Es war einmal… kein Platz mehr für Fantasie

Es war einmal – so beginnt jedes traditionelle Märchen, bevor es dich in den Bann seiner Zeilen zieht, die voller Träumereien, Fantasie und Magie stecken. Bevor du mit fantastischen Wesen farbenprächtige Abenteuer erlebst, wundervolle Welten durchstreifst, die Qualen eines Fluches erfährst und am Ende Glück und eine weitere Weisheit geschenkt bekommst. Aber lässt du dich davon denn tatsächlich in den Bann ziehen? Oder bremst du vorher ab? Weil es kindisch ist oder gar Zeitverschwendung? Oder weil du Wichtigeres zu tun hast und in der Realität die echten Probleme gelöst werden müssen?

Wenn ja, dann geht es dir wie mir. Fantasie hat keinen Platz in meinem getriebenen Leben, in dem ich möglichst viele To Dos abhaken und hohe Zahlen auf meinem Konto sehen möchte. Es müssen Entscheidungen getroffen, Schritte getan und Probleme gelöst werden. Im Großen und Ganzen geht es darum in unserem Alltag, oder? Und während ich das schreibe, zweifle ich selbst daran, ob das Thema Fantasie wirklich einen Platz auf meinem Blog bekommen sollte. Aber JA, sollte es unbedingt! Darf ich dir erzählen, warum?

Fantasie weicht logik

Die meisten von uns leben ihr Leben aus ihrem Verstand heraus. Das bedeutet, die Entscheidungen, Schritte und Probleme, von denen ich sprach, werden im logisch und rational denkenden Teil unseres Gehirns angegangen. So haben wir es gelernt, so funktioniert es. Und deshalb schenken wir beispielsweise unseren Gefühlen eher weniger Raum in unserem Alltag, weil wir sie als störend oder vom Eigentlichen ablenkend empfinden. Dabei kann uns unser sogenanntes „Bauchgefühl“ oder auch unsere Intuition sehr wohl dabei helfen, Entscheidungen zu treffen, Aufgaben zu bewältigen und Probleme zu lösen. Unsere Intuition kann uns sogar dabei unterstützen, dies so zu tun, wie es unserem Wesen und unserem tatsächlichen Willen entspricht, während unser Verstand sich sehr an den Meinungen anderer und der Gesellschaft orientiert. Das Problem ist nur, dass wir die Stimme unserer Intuition häufig gar nicht mehr wirklich wahrnehmen, weil wir so sehr von Logik, Rationalität und gesellschaftlichen Konventionen geleitet sind. Und weil wir vielleicht das ein oder anderer Mal belächelt wurden als unser „Bauchgefühl“, unsere Intuition der Grund für eine Entscheidung war.

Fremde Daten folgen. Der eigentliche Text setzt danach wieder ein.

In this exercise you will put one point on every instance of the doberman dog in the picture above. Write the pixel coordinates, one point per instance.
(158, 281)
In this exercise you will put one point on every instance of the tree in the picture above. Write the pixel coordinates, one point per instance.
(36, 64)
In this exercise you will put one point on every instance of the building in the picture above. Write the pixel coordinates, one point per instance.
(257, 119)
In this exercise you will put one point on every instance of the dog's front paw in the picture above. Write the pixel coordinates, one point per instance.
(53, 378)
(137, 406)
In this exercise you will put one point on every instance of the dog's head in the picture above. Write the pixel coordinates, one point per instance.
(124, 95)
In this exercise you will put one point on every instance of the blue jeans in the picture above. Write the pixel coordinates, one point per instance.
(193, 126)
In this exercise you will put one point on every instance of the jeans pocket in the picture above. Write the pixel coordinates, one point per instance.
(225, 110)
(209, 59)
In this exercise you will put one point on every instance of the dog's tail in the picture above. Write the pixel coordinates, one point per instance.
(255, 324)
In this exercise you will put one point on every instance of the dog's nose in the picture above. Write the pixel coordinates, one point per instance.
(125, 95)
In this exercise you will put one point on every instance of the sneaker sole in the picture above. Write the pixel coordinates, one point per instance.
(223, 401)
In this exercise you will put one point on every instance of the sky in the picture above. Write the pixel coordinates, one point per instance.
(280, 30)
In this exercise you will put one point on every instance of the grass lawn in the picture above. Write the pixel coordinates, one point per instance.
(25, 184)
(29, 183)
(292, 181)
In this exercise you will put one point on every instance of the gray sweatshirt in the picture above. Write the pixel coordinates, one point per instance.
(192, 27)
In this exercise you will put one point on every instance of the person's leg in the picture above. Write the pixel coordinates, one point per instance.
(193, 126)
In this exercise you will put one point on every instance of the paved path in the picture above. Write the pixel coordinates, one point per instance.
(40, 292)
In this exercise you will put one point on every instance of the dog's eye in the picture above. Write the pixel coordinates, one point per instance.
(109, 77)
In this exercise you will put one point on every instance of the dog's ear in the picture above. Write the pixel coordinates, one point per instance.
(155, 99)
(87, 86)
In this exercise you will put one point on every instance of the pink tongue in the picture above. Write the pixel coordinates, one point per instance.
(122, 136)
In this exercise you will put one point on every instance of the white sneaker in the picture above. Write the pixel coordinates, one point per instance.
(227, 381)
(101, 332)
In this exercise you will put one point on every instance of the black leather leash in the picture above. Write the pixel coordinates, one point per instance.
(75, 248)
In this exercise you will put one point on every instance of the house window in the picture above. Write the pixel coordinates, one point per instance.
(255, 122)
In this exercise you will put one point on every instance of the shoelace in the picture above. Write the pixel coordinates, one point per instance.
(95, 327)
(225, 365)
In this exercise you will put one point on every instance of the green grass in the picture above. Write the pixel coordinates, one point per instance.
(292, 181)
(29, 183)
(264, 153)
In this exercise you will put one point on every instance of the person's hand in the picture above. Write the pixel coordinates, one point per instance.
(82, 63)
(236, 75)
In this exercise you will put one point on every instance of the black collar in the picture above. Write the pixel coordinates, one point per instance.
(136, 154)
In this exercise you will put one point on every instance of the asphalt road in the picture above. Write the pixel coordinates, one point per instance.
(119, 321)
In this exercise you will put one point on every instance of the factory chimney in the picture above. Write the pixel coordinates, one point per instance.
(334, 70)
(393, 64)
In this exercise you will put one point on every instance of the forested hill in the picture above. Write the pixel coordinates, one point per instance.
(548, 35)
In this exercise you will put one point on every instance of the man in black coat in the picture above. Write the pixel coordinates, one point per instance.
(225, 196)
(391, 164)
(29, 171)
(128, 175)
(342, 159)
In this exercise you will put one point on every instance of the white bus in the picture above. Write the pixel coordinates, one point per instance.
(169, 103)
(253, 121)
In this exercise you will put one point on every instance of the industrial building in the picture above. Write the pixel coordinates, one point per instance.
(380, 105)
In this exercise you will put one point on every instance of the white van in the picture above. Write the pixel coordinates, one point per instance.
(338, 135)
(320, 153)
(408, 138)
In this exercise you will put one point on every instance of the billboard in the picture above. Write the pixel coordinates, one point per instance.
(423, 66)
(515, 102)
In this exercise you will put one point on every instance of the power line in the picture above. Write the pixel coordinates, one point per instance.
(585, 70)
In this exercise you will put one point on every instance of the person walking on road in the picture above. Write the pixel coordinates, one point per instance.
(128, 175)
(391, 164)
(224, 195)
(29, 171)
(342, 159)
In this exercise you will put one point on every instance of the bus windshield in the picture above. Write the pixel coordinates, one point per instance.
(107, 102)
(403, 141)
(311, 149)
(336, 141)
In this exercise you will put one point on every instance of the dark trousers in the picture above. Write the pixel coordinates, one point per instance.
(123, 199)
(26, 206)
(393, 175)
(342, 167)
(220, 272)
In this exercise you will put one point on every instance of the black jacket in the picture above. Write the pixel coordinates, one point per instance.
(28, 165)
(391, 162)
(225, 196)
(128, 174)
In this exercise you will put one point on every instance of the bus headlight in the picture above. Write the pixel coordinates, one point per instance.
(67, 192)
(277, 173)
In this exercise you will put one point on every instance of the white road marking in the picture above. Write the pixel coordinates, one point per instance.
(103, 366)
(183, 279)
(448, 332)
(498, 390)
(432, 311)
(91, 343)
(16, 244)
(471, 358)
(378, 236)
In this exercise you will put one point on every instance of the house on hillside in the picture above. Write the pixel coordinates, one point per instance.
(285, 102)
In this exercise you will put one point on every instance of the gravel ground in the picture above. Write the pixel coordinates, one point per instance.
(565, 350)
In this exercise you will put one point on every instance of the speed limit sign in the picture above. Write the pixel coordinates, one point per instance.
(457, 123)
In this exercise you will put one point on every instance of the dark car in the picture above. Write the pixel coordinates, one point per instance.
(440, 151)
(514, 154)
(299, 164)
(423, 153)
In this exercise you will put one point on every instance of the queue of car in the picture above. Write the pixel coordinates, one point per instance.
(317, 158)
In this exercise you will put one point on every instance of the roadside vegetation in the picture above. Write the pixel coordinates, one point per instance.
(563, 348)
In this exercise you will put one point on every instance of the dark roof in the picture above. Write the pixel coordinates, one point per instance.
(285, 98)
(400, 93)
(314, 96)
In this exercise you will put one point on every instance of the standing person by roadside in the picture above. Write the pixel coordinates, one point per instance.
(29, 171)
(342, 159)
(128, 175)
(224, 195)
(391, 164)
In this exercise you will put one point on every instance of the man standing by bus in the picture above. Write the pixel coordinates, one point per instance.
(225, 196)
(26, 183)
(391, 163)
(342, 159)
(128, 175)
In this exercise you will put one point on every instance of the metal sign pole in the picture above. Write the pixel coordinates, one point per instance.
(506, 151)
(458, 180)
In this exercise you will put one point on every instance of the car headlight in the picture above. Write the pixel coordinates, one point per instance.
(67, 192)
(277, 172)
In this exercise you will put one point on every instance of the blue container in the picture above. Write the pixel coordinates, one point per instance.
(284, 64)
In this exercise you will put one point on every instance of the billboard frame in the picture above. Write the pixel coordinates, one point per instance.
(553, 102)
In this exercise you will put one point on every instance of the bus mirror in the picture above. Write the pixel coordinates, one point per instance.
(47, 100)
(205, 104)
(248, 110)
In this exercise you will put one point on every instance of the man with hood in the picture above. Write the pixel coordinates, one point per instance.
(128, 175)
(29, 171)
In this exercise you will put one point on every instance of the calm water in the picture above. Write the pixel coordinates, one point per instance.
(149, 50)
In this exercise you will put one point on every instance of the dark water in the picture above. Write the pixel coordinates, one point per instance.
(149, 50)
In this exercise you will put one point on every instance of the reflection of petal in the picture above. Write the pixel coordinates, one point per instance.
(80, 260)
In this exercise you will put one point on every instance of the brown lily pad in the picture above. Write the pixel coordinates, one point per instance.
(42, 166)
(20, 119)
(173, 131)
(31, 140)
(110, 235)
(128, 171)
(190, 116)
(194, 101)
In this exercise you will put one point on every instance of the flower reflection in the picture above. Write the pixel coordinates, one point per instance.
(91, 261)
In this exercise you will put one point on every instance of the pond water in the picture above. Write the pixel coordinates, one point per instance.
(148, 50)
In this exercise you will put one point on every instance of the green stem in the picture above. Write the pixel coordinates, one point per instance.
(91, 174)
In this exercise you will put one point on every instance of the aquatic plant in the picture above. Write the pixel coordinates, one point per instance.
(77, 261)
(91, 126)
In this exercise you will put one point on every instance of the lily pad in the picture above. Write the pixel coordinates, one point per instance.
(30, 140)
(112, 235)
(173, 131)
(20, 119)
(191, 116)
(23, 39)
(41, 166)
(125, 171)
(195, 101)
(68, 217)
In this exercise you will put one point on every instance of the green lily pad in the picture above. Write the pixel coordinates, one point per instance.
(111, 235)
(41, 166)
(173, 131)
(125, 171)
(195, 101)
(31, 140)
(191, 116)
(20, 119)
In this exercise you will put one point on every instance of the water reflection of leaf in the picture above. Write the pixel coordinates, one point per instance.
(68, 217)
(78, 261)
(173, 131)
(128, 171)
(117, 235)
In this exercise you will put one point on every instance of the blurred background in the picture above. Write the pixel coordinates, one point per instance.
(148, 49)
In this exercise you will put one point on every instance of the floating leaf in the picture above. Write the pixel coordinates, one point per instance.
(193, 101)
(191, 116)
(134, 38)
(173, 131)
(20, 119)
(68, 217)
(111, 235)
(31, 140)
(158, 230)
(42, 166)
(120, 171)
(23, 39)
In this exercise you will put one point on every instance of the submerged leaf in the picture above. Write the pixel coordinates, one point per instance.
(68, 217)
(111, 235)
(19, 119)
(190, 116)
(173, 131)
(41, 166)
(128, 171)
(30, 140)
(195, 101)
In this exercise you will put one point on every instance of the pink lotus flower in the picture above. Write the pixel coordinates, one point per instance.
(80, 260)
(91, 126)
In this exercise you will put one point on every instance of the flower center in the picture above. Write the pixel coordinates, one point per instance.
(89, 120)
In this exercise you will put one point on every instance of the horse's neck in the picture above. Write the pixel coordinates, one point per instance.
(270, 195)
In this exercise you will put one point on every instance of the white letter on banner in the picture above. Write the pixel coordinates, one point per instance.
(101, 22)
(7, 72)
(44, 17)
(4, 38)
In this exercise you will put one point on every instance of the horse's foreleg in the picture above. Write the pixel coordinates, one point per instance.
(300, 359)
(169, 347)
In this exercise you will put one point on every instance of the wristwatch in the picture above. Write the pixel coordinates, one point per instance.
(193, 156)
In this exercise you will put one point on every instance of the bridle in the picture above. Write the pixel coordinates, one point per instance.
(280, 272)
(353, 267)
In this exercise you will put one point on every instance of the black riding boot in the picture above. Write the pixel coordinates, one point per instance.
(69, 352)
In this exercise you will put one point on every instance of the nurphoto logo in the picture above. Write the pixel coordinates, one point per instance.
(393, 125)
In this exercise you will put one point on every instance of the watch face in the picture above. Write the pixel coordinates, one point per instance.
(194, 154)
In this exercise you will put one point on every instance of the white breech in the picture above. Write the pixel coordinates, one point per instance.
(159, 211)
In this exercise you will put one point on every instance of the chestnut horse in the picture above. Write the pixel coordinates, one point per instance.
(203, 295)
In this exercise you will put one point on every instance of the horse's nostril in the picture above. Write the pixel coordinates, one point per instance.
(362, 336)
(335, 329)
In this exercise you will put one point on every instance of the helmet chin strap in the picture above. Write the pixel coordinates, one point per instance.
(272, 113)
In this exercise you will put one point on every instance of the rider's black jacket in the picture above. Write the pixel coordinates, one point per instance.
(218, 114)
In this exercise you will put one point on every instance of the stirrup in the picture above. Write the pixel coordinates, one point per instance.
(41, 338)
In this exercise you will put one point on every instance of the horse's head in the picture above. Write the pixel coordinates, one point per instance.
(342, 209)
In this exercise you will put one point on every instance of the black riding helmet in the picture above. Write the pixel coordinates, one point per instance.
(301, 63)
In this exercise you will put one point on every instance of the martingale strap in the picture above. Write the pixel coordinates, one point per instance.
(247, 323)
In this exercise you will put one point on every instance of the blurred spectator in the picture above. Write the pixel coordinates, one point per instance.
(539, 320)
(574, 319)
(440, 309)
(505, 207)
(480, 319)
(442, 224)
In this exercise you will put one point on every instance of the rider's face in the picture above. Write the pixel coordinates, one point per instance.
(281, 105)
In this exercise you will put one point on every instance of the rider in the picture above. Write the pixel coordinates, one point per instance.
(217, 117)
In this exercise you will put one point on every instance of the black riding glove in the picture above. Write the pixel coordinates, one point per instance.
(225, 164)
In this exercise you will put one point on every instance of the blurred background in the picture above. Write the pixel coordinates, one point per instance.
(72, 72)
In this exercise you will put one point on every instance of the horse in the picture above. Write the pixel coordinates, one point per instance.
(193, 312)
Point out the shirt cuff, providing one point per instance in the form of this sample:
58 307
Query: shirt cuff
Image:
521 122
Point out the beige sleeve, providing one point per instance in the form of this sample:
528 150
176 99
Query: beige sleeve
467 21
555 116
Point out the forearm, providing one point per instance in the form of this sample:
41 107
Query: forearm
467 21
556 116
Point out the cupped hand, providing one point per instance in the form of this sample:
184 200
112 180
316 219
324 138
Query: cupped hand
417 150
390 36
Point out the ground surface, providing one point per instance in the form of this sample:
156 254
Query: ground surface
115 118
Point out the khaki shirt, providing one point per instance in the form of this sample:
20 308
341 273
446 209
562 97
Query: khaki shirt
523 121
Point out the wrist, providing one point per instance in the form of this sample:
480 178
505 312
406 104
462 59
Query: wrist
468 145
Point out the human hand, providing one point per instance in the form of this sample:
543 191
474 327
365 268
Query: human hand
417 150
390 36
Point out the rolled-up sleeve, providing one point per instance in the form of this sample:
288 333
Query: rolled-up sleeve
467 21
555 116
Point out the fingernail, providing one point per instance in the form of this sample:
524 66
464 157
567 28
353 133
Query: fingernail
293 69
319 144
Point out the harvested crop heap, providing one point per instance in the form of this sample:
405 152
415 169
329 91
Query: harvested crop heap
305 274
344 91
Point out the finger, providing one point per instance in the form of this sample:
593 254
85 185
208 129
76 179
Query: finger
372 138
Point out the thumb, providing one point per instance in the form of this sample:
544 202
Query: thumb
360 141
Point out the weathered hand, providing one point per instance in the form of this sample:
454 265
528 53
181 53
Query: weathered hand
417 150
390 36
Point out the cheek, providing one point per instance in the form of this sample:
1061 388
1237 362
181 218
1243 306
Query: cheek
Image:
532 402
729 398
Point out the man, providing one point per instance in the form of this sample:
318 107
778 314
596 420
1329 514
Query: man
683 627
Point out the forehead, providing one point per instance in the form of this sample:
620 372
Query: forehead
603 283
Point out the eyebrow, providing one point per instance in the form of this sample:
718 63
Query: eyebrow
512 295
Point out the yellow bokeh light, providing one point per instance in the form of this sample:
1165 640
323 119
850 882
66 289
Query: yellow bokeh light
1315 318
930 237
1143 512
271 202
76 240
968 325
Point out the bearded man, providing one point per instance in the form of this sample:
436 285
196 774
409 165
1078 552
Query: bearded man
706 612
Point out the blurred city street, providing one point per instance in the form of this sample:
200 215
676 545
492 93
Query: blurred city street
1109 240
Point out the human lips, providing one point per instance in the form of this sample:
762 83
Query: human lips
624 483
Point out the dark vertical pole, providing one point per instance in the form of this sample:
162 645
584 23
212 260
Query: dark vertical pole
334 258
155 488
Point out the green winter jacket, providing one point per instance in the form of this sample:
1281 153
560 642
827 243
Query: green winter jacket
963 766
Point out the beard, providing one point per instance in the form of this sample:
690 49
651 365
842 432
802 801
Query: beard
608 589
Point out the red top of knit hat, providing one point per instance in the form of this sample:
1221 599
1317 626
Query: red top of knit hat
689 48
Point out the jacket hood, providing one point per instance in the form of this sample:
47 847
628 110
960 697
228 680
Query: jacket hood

Ähnlich ist es mit unserer Fantasie. Kinder, die in ihre Spielereien und Kunstwerke viel Fantasie stecken, werden beklatscht. Und wirklich jedes Kind ist reich an Fantasie und drückt dies auf seine ganz eigene Art und Weise aus. Doch was dann passiert, ist, dass wir älter werden und uns in ein System einfügen (müssen), das keinen Platz mehr für Fantasie lässt. Spätestens in der weiterführenden Schule stehen im Deutschunterricht keine eigenen Erzählungen mehr auf der Tagesordnung, sondern Erörterungen und Analysen. Und wenn wir im Alltag mal einfach dasitzen und vor uns hin träumen (ganz à la Pippi Langstrumpf), werden wir direkt als Träumer*innen bezeichnet, was nicht unbedingt positiv zu verstehen ist. Träumer*innen haben wie ihre Fantasie und Kreativität keinen Platz in dieser Welt. Dabei wären genau sie diejenigen, die – wenn auch in ihrem eigenen Tempo – die kreativen Lösungen und Ideen präsentieren, die es braucht, um diese gleichfarbige, eintönige Masse unserer Gesellschaft aufzubrechen und darin Licht und Farbe zu verbreiten. Natürlich und zum Glück gibt es die, denen das gelingt. Aber die meisten verbieten sich ihre Fantasie im Lauf der Zeit und verlieren irgendwann komplett ihren Zugang.

platz für fantasiereisen

So ist es auch bei mir. Sobald ich ein paar Wörter schriftlich aneinanderreihen konnte, begann ich, Geschichten zu schreiben. Über kleine Mädchen, lebendige Schneemänner und eine Sonnenblumenfamilie. Meine Grundschullehrerin lobte mich, meine spätere Deutschlehrerin war von meinen Textanalysen nicht halb so begeistert. Damals war ich enttäuscht von mir, weil ich gedacht hatte, ich sei gut in Deutsch – heute weiß ich, dass mir eben vor allem die freien und journalistischen Stücke liegen, doch die kamen viel zu kurz in meiner Schulzeit. Aber wie sieht es aus mit den Fantasie-Erzählungen über magische Welten, in denen Schneemänner und Sonnenblumen lebendig sind? Insgeheim weiß ich, dass ich das immer noch kann und eine blühende Fantasie habe. Doch auch mir ist der Zugang irgendwie abhanden gekommen. Wenn ich los schreiben will, merke ich deutlich Bremsen und Grenzen, die mich nicht noch größer und noch fantastischer denken lassen. Brav abtrainiert habe ich mir das und schön fleißig Grenzen aufgebaut, um bloß nicht ins Träumen zu geraten und mir ja nichts Unmögliches auszudenken, das ich am Ende noch verwirklichen wollen würde. Ja, wo kämen wir denn da hin?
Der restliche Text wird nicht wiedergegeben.